Steve hovers at the door, unwilling to step inside and break the moment between them.
Billy tracks Max’s movements carefully.
Max sets her hands on the side of the bed.
Billy’s movements, when he moves his arm, are sluggish, but he manages to fit his hand around the back of her neck to pull her closer.
“Why’re you… why’re you,” he slurs, “cryin’ over me?”
Max’s shoulders shake as she cries silently. She pulls Billy’s hand from her neck and presses her forehead against his knuckles. She abandons the chair entirely, leaning against the bed instead.
“If you die,” she says, breath hitching, “then I’m alone.”
They have shared history that no one else sees, Steve thinks. He starts putting the pieces together in his mind. Trauma binds people together in ways they don’t expect; Steve knows this first-hand with the group and the Upside-Down, but those were one-off experiences that happened on three separate occasions. He doesn’t want to think about the trauma Billy and Max have shared daily, relentlessly
Steve bites at his thumbnail and kicks his foot mindlessly.
Max scrambles lightly onto the bed next to Billy. There’s just enough space for her to lay down on her side beside her step-brother.
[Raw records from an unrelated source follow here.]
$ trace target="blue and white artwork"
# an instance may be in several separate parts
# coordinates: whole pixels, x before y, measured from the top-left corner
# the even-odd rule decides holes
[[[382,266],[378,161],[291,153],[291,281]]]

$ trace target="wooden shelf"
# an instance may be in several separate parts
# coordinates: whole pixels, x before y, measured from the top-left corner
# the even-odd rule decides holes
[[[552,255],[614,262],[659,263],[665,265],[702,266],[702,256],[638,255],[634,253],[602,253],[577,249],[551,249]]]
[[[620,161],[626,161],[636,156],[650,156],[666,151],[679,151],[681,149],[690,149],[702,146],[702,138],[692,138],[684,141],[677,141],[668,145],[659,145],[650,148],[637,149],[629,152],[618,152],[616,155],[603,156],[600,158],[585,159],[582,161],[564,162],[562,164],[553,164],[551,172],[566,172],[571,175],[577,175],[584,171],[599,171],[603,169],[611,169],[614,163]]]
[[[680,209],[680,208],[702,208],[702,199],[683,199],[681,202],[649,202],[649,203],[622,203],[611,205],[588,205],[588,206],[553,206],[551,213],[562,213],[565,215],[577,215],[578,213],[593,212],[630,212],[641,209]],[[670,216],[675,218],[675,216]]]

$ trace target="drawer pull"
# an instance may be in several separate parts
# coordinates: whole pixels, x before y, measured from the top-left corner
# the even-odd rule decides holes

His arm wraps awkwardly her shoulders and Steve knows his arm is going to fall asleep like that, but neither sibling seems to care.
“Thought I,” Billy says slowly, pausing to catch his breath and highlighting the oxygen cannula in his nose, “did pretty good there at the end.”
“You did,” Max breathes. “You really did.”
In a few minutes, she’s asleep.
Billy’s eyes flicker to Steve. “You gonna keep standing there like a creep?”
Steve looks out into the hall before he settles in the chair next to the bed with a sigh. Billy breathes like he’s run a marathon.
“Go to sleep,” Steve says finally. “I’ll keep watch.”